Domestic Human Rights Movement

Beginning in 2005, The Overbrook Foundation assumed a leading role in developing the domestic human rights movement. It joined as a founding partner the U.S. Human Rights Fund to respond to the burgeoning interest among social justice organizations in using universal human rights standards and strategies to advance their social justice advocacy. By invoking universal claims to dignity, equality and opportunity that go beyond civil rights protections contained in statutory law or the Bill of Rights, human rights empower vulnerable communities in the U.S. to define and lead their own campaigns against injustice.

Below is a list of the Foundation’s 2014 grantees working to build a domestic human rights movement.

American Civil Liberties Union
Human Rights Program $60,000 (first payment of a two-year grant)
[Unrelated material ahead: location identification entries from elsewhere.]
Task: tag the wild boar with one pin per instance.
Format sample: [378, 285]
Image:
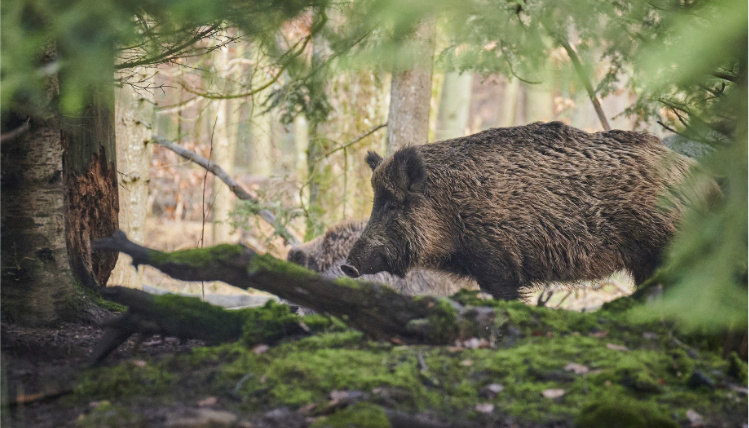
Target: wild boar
[328, 252]
[510, 207]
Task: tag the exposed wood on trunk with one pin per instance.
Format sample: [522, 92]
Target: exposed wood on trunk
[38, 286]
[374, 309]
[91, 194]
[410, 92]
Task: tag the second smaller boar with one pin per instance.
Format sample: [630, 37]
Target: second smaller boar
[328, 252]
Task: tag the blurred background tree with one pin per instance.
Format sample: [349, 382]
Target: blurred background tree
[300, 92]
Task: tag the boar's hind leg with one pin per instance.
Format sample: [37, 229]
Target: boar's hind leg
[500, 288]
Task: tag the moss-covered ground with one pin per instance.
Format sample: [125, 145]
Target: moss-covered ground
[543, 367]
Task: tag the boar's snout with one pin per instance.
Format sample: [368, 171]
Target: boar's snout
[365, 262]
[350, 271]
[300, 257]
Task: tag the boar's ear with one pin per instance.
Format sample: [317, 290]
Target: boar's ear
[411, 170]
[373, 160]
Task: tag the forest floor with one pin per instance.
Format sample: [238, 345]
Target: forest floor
[545, 368]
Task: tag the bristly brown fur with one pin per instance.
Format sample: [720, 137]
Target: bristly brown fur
[512, 206]
[328, 252]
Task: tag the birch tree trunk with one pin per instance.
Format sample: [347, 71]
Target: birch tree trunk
[59, 193]
[455, 104]
[224, 148]
[509, 103]
[410, 92]
[134, 115]
[261, 160]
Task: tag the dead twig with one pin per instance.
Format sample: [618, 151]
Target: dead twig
[236, 188]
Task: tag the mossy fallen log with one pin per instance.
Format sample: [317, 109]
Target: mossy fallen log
[374, 309]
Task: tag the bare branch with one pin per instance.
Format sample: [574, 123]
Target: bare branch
[235, 187]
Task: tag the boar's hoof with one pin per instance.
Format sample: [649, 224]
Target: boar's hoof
[350, 271]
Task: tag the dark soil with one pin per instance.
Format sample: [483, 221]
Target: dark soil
[41, 365]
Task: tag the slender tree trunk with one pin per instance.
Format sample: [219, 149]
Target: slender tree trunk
[410, 92]
[45, 239]
[509, 103]
[301, 142]
[261, 161]
[455, 104]
[539, 105]
[134, 114]
[224, 148]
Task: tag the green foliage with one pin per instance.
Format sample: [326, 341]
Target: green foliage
[706, 267]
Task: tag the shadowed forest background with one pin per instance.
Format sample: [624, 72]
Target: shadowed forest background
[288, 97]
The American Civil Liberties Union’s (ACLU) Human Rights Program contributes to the overall development of the U.S. domestic human rights movement through capacity-building, and through cross-cutting strategies that build coalitions and raise awareness to domestic human rights issues. ACLU uses human rights instruments and mechanisms, including the human rights legal framework, to effect long-term change and to showcase U.S. abuses of human rights standards, including international and regional advocacy to press for U.S. government accountability.

New York Civil Liberties Union
General Operating Support - $35,000 (second payment of a two-year grant)
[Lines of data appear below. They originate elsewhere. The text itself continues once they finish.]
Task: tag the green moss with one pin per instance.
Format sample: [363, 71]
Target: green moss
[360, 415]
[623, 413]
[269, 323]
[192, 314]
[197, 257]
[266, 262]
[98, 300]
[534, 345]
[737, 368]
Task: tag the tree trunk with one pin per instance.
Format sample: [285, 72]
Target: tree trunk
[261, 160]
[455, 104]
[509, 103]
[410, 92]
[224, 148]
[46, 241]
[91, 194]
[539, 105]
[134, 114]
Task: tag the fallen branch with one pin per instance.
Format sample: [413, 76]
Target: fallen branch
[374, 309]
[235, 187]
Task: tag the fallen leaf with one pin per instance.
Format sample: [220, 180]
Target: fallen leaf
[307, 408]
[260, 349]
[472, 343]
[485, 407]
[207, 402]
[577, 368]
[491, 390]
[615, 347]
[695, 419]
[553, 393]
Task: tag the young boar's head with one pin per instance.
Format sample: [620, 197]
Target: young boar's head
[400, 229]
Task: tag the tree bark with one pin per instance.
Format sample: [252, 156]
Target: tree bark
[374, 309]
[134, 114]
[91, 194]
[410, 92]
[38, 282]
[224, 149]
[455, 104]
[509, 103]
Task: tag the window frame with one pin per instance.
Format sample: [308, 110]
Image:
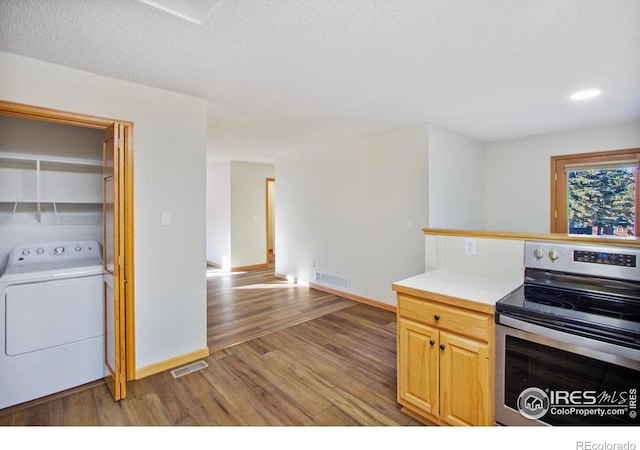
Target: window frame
[559, 203]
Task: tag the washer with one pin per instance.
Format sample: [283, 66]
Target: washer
[52, 319]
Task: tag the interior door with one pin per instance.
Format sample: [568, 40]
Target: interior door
[113, 251]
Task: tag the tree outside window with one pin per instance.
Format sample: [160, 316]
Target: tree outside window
[601, 201]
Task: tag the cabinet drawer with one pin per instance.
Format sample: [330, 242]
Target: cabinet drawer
[461, 321]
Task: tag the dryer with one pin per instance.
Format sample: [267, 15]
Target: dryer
[52, 319]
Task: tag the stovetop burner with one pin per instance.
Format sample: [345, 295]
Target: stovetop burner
[579, 295]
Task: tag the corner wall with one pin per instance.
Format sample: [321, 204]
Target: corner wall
[456, 183]
[355, 209]
[219, 214]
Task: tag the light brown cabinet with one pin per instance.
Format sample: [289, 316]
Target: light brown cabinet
[445, 360]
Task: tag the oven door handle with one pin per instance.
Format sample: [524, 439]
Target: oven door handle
[587, 346]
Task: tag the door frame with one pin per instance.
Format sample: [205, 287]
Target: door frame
[87, 121]
[269, 206]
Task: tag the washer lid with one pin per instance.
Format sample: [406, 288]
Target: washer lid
[54, 269]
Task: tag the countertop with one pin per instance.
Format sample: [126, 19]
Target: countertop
[466, 287]
[583, 238]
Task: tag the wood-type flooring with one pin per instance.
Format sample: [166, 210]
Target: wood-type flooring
[281, 354]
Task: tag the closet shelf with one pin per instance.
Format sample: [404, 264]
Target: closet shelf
[49, 159]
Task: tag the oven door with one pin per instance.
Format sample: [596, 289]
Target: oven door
[550, 377]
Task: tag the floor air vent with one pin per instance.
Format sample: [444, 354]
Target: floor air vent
[333, 280]
[189, 368]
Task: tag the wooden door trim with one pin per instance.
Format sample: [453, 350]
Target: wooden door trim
[51, 115]
[56, 116]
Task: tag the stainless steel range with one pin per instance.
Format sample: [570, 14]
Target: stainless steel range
[568, 340]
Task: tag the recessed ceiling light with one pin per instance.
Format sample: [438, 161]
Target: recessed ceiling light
[583, 95]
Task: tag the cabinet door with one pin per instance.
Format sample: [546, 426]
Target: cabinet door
[464, 381]
[418, 366]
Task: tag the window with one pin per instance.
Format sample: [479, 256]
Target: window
[595, 193]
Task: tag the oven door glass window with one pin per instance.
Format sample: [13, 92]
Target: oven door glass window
[580, 390]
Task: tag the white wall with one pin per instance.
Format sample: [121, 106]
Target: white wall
[249, 212]
[219, 214]
[356, 208]
[169, 170]
[517, 172]
[456, 180]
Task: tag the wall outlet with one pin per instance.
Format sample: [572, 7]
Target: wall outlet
[469, 246]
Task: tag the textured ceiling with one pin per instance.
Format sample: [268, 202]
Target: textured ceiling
[280, 75]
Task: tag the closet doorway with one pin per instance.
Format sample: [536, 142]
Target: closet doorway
[117, 162]
[271, 221]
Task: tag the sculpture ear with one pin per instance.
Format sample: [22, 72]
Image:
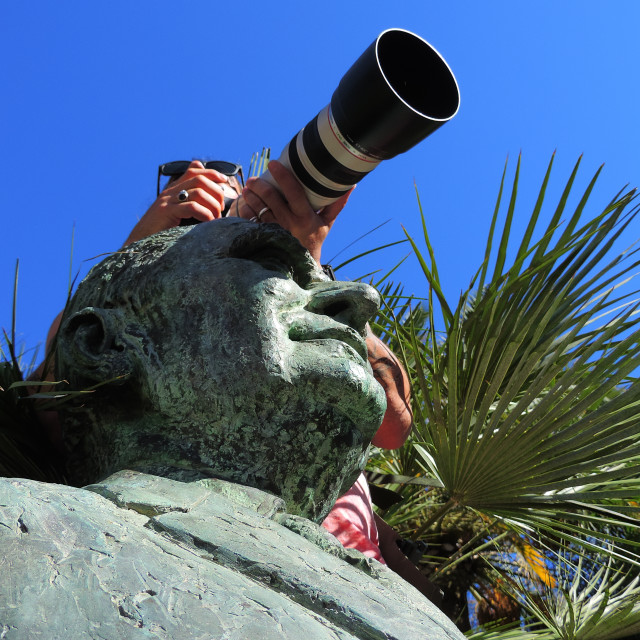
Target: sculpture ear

Founded in 1951 as the New York affiliate of the American Civil Liberties Union, it’s a not-for-profit, nonpartisan organization with eight offices and nearly 50,000 members across the state. Through a combined program of public education, advocacy and litigation, the New York Civil Liberties Union Foundation promotes the obligations of the government to act in accordance with the principles of human dignity that are at the core of a free and democratic society. As members of vulnerable populations are most often harmed by discriminatory government policies and practices, the New York Civil Liberties Union Foundation focuses its attention on injustices and inequalities in the areas of Race and Poverty, Reproductive Rights, Lesbian, Gay, Bisexual, and Transgender Rights, Liberty and Security, and Immigrants’ Rights.

Public Interest Projects
The Sunrise Initiative for Human Rights in the U.S. - $150,000

The Sunrise Initiative for Human Rights in the U.S. (Sunrise), launched in 2013, is a new funding collaborative that seeks to build on the rich history of U.S. engagement with human rights to respond to some of the most serious human rights crises in this country’s history. It advances human rights in the U.S. through strategic investments in two key areas, governance and policy. Sunrise supports work to develop more effective mechanisms for holding the U.S. government accountable to its human rights obligations, and to increase the capacity of groups and communities to employ these mechanisms. Policy investments will focus on work to ensure that the U.S. government’s immigration enforcement policy and practice meet human rights standards.

Urban Justice Center
Human Rights Project  - $30,000

The Urban Justice Center serves New York City’s most vulnerable residents through a combination of direct legal service, systemic advocacy, community education and political organizing. The Human Rights Project at the Urban Justice Center (HRP) promotes domestic compliance with universally accepted human rights standards. HRP works to educate local legislators, media, and the public about the government’s role in advancing or restricting human rights; equip advocates with human rights tools, models and networks; and inspire positive action and collaboration.

US Human Rights Network
General Operating Support - $40,000 (first payment of a two-year grant)

The US Human Rights Network (USHRN) is a national network of organizations and individuals working to strengthen and grow a human rights movement and culture in the United States led by the people most directly impacted by human rights violations. USHRN works to secure dignity and justice for all. Since its founding in 2003, USHRN has been instrumental in providing a unifying human rights framework and platform for shaping activism, connecting struggles, and building the collective power and voice of the grassroots to advance human rights at home.